If you've ever looked at the 12V LED strips, the reasoning of adding the 150 ohm resistor and three LED's in the group becomes pretty clear. The resistor gives the current elasticity to protect the LED's from a slight over-voltage that would result in significant current over their specifications.


----------



## johnfm3 (Sep 30, 2016)

gunrunnerjohn said:


> FWIW, I'd have a current limiting resistor even if you think the voltage is right. The current/voltage curve of an LED is very steep, .1 volts can change the current 2:1 in some cases.
> 
> Let's look at one white LED current/voltage curve.
> 
> ...


Where did you find this chart? My test on my electronics board and 30v @ 10A adjustable regulated power supply supports the math that the Voltage/Current/Resistance relationship stayed consistant from 2.6V when the LED first lit to 3.9V when it died.

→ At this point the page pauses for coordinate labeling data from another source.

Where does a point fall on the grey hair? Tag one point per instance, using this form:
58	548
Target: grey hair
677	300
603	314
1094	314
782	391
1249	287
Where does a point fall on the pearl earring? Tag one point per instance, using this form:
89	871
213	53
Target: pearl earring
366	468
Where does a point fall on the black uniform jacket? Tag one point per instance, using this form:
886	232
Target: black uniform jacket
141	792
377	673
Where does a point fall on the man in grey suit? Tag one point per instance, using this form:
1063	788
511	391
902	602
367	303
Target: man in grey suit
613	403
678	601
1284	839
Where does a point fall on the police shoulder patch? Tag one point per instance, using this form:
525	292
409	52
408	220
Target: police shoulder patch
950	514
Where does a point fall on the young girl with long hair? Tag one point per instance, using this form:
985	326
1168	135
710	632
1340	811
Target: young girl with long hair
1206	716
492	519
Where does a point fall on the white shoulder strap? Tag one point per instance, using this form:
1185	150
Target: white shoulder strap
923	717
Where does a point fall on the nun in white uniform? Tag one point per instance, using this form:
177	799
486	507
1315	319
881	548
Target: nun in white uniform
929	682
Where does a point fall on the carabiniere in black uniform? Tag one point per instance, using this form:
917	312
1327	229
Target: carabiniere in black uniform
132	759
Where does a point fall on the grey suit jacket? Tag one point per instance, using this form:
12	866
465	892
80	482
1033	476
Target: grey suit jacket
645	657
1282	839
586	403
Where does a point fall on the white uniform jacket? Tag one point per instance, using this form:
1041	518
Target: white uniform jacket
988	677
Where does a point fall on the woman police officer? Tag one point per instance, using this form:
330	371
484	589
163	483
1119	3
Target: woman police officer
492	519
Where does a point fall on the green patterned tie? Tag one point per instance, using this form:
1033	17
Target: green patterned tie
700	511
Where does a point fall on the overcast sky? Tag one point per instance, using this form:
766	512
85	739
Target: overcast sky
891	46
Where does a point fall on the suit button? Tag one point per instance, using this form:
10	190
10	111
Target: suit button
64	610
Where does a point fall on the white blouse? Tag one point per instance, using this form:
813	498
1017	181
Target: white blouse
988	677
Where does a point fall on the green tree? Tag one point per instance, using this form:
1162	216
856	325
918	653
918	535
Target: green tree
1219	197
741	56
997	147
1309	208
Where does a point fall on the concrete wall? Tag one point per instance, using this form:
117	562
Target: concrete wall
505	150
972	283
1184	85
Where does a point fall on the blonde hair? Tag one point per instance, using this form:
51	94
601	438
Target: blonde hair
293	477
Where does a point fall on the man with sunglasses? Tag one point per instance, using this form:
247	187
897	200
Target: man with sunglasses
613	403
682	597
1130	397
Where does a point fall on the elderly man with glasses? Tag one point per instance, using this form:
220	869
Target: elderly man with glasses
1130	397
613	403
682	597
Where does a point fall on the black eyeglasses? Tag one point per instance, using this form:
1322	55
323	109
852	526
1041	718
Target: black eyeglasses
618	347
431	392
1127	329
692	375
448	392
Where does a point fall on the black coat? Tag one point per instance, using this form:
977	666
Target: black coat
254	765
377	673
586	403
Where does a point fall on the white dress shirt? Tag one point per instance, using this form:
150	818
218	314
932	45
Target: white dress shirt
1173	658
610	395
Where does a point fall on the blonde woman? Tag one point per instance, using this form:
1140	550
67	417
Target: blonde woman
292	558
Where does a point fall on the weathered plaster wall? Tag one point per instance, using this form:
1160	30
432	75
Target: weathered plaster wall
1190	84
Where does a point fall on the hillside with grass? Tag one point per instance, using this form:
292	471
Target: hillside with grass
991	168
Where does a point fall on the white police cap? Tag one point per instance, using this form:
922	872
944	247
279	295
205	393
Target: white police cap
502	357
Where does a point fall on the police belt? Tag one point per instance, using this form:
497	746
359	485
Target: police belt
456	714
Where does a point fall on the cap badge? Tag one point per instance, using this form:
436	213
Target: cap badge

And when I had 4 in series, the math still worked with 20mA. And when I had 4 in parelle at 3v, the current was 80mA (4 x 20mA).


----------



## johnfm3 (Sep 30, 2016)

A current limiting resister is a big issue when you have un regulated voltage which can change more than .1V +/-. Or if your going to be running over the recommended voltage per LED.


----------



## Lemonhawk (Sep 24, 2013)

misprint 2.7 volts, not 3.7 for 20 ma. Also there may be a little transient in the voltage at the start in the PS the could wipe out the LED's. Independent of all this I would never use such a powerful PS just for low current LED's. I'll stick with using 1 to 1.5 amp wall Worts and lots of resistance. If I want control then I'll use an Arduino and RGB LED's strings that support a 24 bit data packet, ultimate in individual control of brightness and color and no worries about resistors.


----------